The gB-8p-specific Vβ10+ TCRβ repertoires in neonatal and aged mice are less diverse than in adult mice

To investigate the influence of age on the diversity of the Vβ10+ TCRβ repertoires involved in the CD8+ T cell responses to the gB-8p epitope we first focused on the number of different TCRβ clonotypes per mouse. Using the gB-8p-specific Vβ10+ TCRβ repertoire data, the number of different gB-8p-specific TCRβ clonotypes was estimated for each mouse for a standard sample size of 40 TCRβ sequences (24).
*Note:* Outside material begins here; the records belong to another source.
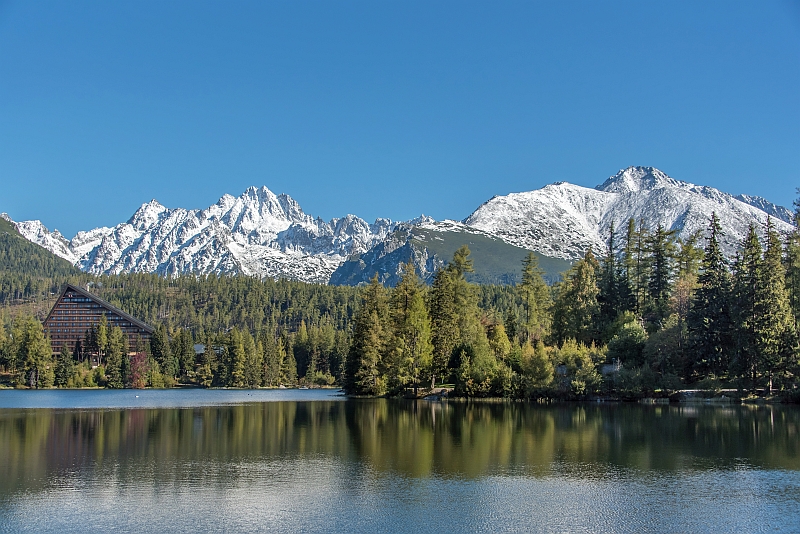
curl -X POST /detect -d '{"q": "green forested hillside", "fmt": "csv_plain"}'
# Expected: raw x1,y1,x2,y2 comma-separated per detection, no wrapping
0,218,86,313
0,218,80,277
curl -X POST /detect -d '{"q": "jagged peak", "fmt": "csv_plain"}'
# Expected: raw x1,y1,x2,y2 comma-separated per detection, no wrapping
595,166,684,193
128,199,167,226
405,213,436,226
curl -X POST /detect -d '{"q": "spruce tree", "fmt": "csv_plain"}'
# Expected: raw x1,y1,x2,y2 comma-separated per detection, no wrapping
519,252,551,343
647,224,675,325
553,249,600,345
344,275,389,395
597,222,633,341
755,217,796,391
686,213,734,378
390,260,433,395
55,343,74,388
106,327,127,389
731,224,763,389
428,268,460,387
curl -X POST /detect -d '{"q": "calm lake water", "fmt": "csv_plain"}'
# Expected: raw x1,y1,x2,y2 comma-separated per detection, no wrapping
0,390,800,532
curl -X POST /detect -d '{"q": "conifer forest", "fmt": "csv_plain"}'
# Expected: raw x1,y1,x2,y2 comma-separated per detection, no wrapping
0,209,800,400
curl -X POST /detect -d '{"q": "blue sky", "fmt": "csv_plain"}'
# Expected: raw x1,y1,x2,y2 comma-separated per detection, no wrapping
0,0,800,237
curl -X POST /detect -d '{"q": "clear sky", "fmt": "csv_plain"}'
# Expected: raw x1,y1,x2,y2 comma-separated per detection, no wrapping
0,0,800,237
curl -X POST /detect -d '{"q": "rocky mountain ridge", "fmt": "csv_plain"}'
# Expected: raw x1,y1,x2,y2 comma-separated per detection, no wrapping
3,167,792,283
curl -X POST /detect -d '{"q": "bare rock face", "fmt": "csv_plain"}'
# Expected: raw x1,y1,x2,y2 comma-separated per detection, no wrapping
6,187,394,283
6,167,792,283
464,167,792,260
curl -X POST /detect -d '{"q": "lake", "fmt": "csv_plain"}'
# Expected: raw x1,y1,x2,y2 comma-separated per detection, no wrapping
0,390,800,532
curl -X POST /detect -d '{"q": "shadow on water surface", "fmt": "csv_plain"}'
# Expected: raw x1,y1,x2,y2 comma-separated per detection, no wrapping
0,399,800,497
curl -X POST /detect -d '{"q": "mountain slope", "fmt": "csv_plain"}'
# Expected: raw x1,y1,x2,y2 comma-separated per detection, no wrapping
464,167,791,260
6,187,393,283
0,213,80,277
6,167,792,284
330,218,569,286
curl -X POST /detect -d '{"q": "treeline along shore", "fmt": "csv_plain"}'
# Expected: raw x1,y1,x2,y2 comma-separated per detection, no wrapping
0,210,800,400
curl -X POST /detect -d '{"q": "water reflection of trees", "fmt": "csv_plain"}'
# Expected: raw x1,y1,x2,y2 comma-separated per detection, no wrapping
0,406,800,495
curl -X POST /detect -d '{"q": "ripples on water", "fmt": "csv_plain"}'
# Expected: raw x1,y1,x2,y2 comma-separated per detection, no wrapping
0,390,800,532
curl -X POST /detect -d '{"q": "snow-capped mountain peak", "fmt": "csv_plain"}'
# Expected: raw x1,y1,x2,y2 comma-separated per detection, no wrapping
0,167,793,283
595,167,689,194
464,167,792,260
6,187,394,282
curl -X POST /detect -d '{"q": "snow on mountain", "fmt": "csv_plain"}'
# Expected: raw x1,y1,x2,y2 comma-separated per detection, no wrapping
6,187,394,283
6,167,792,283
464,167,792,260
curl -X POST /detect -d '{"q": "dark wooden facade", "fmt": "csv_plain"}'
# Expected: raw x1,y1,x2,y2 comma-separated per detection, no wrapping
44,284,153,354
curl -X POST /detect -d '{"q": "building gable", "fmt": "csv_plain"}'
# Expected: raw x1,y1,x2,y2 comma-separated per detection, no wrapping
44,284,153,353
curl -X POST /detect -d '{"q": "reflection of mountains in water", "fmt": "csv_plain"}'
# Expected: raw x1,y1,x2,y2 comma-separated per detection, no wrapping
0,399,800,497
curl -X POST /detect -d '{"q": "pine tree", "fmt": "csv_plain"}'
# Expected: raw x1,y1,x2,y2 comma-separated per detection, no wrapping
95,313,109,365
390,260,433,395
553,249,600,345
623,218,650,314
519,252,551,343
344,275,390,395
755,218,796,391
278,335,297,386
686,213,734,378
106,327,127,389
11,316,55,389
227,328,247,388
597,222,633,341
646,224,675,324
784,196,800,331
242,330,264,389
428,268,460,387
150,324,178,379
55,343,74,388
731,224,763,388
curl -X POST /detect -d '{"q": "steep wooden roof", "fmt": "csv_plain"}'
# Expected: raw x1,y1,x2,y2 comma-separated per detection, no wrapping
45,284,155,334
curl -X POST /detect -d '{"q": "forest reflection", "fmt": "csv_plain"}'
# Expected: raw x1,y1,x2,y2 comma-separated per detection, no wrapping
0,399,800,497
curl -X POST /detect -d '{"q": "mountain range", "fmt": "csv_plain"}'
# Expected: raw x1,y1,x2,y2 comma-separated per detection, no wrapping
0,167,792,284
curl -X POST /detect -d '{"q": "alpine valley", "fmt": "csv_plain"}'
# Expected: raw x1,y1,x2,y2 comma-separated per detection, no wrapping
1,167,792,285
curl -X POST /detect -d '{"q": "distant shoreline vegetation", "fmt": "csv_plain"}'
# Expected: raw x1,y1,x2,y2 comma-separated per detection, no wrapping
0,215,800,401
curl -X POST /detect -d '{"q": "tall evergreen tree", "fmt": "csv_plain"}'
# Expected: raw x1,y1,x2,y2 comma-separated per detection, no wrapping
390,261,433,395
755,218,796,390
731,224,763,388
687,213,734,378
344,275,389,395
646,224,675,324
597,222,634,341
55,343,74,388
553,249,600,345
106,327,127,389
519,252,551,343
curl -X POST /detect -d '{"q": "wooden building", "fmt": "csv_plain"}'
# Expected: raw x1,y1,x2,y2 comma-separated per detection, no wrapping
44,284,153,354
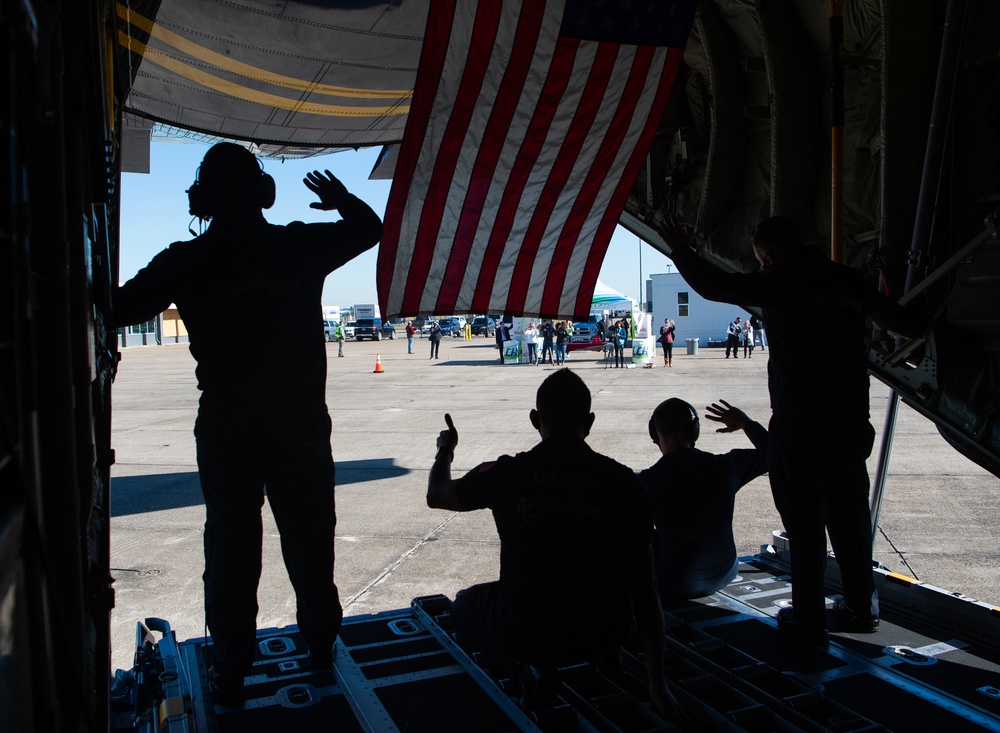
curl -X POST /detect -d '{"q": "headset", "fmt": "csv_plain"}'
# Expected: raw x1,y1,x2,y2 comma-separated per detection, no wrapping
186,143,275,220
648,397,701,447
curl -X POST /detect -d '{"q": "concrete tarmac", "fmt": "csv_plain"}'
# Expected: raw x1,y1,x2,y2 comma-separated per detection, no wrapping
111,337,1000,669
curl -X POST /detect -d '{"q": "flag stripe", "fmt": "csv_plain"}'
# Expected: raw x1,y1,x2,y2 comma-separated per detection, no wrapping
378,0,695,317
575,48,684,313
402,0,502,313
507,38,617,312
472,24,576,311
438,1,545,313
511,41,604,313
491,39,597,312
420,2,532,313
559,48,667,313
541,46,653,313
375,0,457,314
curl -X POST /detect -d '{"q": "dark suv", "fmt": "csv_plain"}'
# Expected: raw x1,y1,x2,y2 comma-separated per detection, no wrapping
438,318,462,338
472,316,496,337
354,318,396,341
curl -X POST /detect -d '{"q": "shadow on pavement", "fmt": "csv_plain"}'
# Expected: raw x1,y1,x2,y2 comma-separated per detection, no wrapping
111,458,410,517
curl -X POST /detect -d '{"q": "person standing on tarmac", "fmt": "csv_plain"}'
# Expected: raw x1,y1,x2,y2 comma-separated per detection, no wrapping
427,321,444,359
337,323,344,356
406,321,417,354
112,143,382,705
660,216,927,644
726,316,743,359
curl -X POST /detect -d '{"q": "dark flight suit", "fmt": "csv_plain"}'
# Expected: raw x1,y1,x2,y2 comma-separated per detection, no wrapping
113,200,382,678
672,246,924,627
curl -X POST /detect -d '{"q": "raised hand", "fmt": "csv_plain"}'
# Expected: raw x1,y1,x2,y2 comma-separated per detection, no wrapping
302,171,348,211
705,400,750,433
437,413,458,455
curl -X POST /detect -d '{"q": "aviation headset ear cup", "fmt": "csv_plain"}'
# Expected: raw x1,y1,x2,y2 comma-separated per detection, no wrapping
649,397,701,445
257,171,275,209
186,178,212,219
187,171,276,219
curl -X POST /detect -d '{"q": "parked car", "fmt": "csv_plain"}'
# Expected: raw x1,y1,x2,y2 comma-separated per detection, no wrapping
323,320,337,341
570,316,601,344
438,318,465,338
354,318,396,341
472,316,497,338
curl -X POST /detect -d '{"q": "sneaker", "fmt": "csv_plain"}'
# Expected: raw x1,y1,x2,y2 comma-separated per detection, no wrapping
833,596,879,634
208,667,246,708
777,608,830,646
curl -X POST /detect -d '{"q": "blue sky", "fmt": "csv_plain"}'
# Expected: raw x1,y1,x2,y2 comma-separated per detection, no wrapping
120,141,670,308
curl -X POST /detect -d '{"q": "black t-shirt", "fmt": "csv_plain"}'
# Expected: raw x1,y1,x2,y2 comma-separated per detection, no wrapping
639,420,768,598
458,436,652,650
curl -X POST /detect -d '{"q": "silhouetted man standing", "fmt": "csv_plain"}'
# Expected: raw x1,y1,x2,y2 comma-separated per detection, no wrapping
661,216,925,642
427,369,673,711
113,143,382,705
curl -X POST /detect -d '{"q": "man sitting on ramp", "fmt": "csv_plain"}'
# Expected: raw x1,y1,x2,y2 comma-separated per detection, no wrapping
639,397,768,602
427,369,674,713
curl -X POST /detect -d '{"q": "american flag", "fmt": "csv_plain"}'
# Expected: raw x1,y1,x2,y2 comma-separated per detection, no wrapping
377,0,696,317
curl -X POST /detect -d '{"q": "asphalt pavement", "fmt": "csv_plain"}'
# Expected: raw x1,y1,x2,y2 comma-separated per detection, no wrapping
111,337,1000,669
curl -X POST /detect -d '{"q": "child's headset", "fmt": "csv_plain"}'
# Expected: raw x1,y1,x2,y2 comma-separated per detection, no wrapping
186,143,275,220
648,397,701,447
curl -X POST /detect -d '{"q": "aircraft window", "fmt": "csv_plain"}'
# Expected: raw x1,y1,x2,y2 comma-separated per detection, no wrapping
128,318,156,333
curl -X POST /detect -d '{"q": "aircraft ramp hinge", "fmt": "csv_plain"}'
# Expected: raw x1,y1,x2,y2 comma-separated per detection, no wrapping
983,209,1000,239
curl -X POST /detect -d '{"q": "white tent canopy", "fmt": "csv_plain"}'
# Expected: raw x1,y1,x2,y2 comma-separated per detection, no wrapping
590,280,635,312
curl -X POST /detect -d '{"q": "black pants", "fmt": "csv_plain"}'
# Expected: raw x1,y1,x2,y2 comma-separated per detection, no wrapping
768,415,878,626
195,408,343,678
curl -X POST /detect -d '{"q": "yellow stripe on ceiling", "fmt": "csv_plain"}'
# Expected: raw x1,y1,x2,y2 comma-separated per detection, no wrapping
118,3,413,99
118,31,410,117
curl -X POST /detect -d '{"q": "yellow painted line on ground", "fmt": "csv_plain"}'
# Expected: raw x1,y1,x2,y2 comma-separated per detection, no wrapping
885,573,920,585
117,3,413,99
118,31,410,117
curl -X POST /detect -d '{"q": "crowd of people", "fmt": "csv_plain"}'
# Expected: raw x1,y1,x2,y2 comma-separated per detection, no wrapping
726,316,767,359
112,143,926,715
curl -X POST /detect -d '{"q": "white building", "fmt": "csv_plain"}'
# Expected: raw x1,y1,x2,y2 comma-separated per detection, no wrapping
649,272,750,348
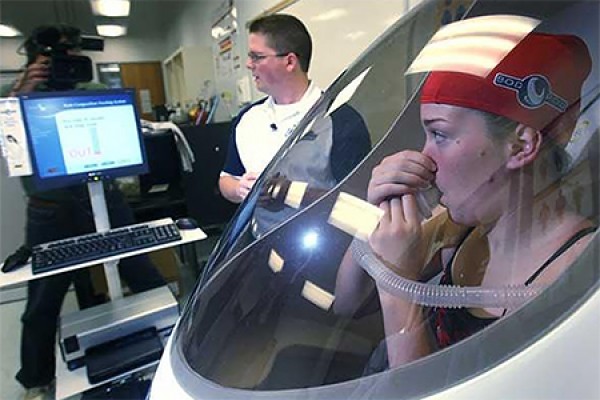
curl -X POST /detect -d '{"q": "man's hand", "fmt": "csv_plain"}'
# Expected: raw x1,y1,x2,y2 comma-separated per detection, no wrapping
10,55,50,96
236,172,258,203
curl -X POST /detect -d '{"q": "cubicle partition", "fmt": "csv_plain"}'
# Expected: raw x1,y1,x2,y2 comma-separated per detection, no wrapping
181,122,237,230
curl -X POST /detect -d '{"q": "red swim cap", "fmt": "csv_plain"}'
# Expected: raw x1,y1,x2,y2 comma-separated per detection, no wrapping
421,33,592,131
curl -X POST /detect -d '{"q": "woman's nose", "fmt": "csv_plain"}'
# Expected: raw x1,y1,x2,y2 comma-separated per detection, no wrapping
421,139,435,161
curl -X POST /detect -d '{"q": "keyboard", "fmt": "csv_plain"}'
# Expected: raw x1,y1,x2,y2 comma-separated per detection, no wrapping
31,218,181,274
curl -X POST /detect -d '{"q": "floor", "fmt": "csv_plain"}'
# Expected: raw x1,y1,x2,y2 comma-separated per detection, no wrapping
0,232,218,400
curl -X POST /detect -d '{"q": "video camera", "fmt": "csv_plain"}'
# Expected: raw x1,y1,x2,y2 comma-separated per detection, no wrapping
24,25,104,90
We found significant differences in the median numbers of gB-8p-specific Vβ10+TCRβ clonotypes across the age groups and the number of gB-8p-specific Vβ10+ TCRβ clonotypes was significantly higher in 2-3 months old mice than mice aged 7 days, 18 months, and 22 months old. The number of gB-8p-specific Vβ10+ TCRβ clonotypes was also significantly lower in 7 days old mice compared with 18 and 22 months old mice (Fig. 5A, Tab. S1).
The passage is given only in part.